Enraged at how unfair life is, Hex runs into the woods and finds himself in a strange clearing that can’t possibly exist where a strange old woman offers him a deal: she’ll rid the world of those who wronged him. All he has to do is accept and they’ll be forgotten, forever. But what Hex doesn’t know is that someone else has been offered the same deal. When Hex’s best friend Tommo wakes up the next day, half-whispered memories make him think that something-or someone-is missing from his life. He sets out to find a way to put the world back the way it was, or find a way to make a new world that could be better for them all.
This book was a wonderful read on so many levels for both middle-grade and older readers. It has an almost nostalgic quality that both left me confused about which decade this book is set in and respecting the timeless feel. The illustrations are beautiful and haunting and are a perfect reflection of the book’s mood. It truly does evoke the atmosphere and the themes of Stranger Things and also reminds me of select Neil Gaiman’s works.

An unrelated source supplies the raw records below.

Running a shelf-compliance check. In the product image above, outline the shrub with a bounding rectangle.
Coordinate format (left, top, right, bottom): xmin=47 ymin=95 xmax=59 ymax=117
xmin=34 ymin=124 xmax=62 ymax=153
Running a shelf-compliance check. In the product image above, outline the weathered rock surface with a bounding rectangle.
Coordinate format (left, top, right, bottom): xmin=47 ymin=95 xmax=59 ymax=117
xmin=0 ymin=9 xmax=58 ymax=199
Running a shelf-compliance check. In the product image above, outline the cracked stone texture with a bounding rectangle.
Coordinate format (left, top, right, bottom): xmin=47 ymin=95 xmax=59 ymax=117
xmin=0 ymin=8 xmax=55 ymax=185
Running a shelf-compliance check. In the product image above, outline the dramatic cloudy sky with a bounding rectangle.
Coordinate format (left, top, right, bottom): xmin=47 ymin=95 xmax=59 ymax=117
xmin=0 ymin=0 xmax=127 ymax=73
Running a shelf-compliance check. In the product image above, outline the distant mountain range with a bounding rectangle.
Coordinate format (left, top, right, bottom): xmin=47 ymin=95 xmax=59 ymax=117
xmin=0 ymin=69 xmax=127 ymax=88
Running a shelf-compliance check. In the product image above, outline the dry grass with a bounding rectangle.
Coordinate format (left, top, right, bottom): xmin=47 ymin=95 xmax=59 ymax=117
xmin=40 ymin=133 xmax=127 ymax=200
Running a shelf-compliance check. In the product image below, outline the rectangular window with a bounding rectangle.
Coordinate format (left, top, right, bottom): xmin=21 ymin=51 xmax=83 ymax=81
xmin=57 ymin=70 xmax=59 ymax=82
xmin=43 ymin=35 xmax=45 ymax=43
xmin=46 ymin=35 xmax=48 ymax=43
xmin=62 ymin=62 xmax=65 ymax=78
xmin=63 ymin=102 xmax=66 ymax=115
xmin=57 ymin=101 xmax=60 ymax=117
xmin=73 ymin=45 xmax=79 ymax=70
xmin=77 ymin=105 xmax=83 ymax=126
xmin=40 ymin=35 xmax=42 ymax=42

I think this book could’ve benefitted from being longer – the page count is incredibly limited for the amount of repetition that occurs in the plot and I was desperate for some new scenes as a break from the parts I’d already read. The repetition is impactful with the events that are occurring, but I just wanted more, more development to the main characters, more reasons to care about the side characters, more scenes that weren’t directly related to the main plot.
I usually try to refrain from commenting on the formatting of the eARC because I know it’s not a representation of the final product, but the formatting did severely impact my reading experience. Whole paragraphs were missing in places – I can only assume that they were covered by the images – and pages appeared to be in the wrong order at one point. I look forward to having the chance to read a physical copy of this book in the future so I can appreciate the illustrations in all their glory and not feel so lost about what went on in those missing sentences.